Wenn wir beobachten, was in den Ländern passiert, deren Regierungen das neoliberale Modell
beibehalten haben und sich an die Vereinigten Staaten mittels der Freihandelsverträge anlehnen,
sehen wir eine Zunahme der Armut, der Gewalt, der Korruption, der Abhängigkeit, der
landwirtschaftlichen Produktivitätskrise, der entstaatlichung der Natruschätze etc. Und wenn wir
zum Beispiel die Realität Cubas sehen, wo daran gearbeitet wird, die Arbeitslosenrate unter 1,8
Prozent zu senken, was von der OIT (Internationale Arbeitsorganisation der Vereinten Nationen) schon als
"Vollbeschäftigung" angesehen wird, wo wichtige Projekte entstehen, um den Auswirkungen des
Klimawandels zu begegnen, um die Flussgebiete und Strände wiederzugewinnen, wo die Energierevolution
sich durch die wachsende Entwicklung der alternativen Technologie konsolidiert.
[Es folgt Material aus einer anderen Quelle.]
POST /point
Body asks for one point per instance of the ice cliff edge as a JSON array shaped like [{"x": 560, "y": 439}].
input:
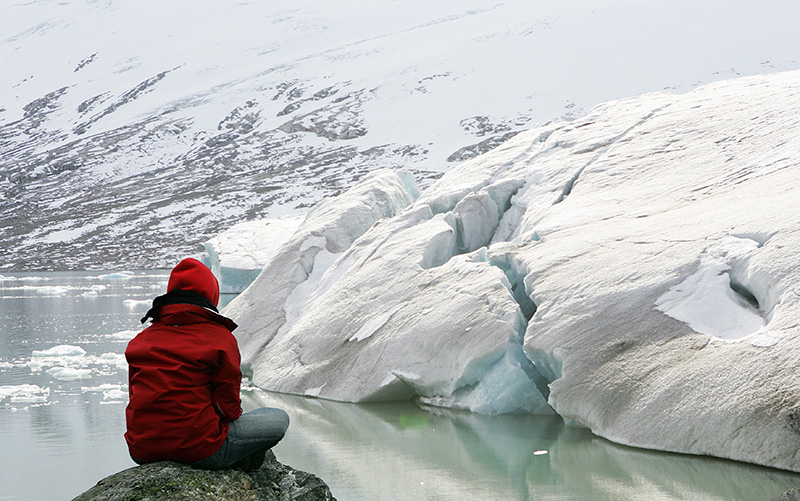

Wenn wir daran denken,
dass diese Woche 170 Mediziner und Personal des Gesundheitswesens zurückkamen, die zwei Jahre in der
Republik Ost-Timor unter schwierigsten Bedingungen gearbeitet haben, und dass weitere 200 der 35.000
Fachleute im Gesundheitswesen in Aufgaben der Kooperation dorthin aufgebrochen sind. Wenn wir zum Beispiel
daran denken, dass schon venezolanische Sozialarbeiter, die in Cuba studiert haben, auf dem Weg nach
Bolivien sind, um dort im Programm der Energieersparnis zu helfen, dann können wir sagen – ohne die
Herausforderung und die bestehenden Risiken zu unterschätzen – dass von uns in unserem Amerika die
Möglichkeit einer realen Alternative zum wilden Kapitalismus gelebt wird.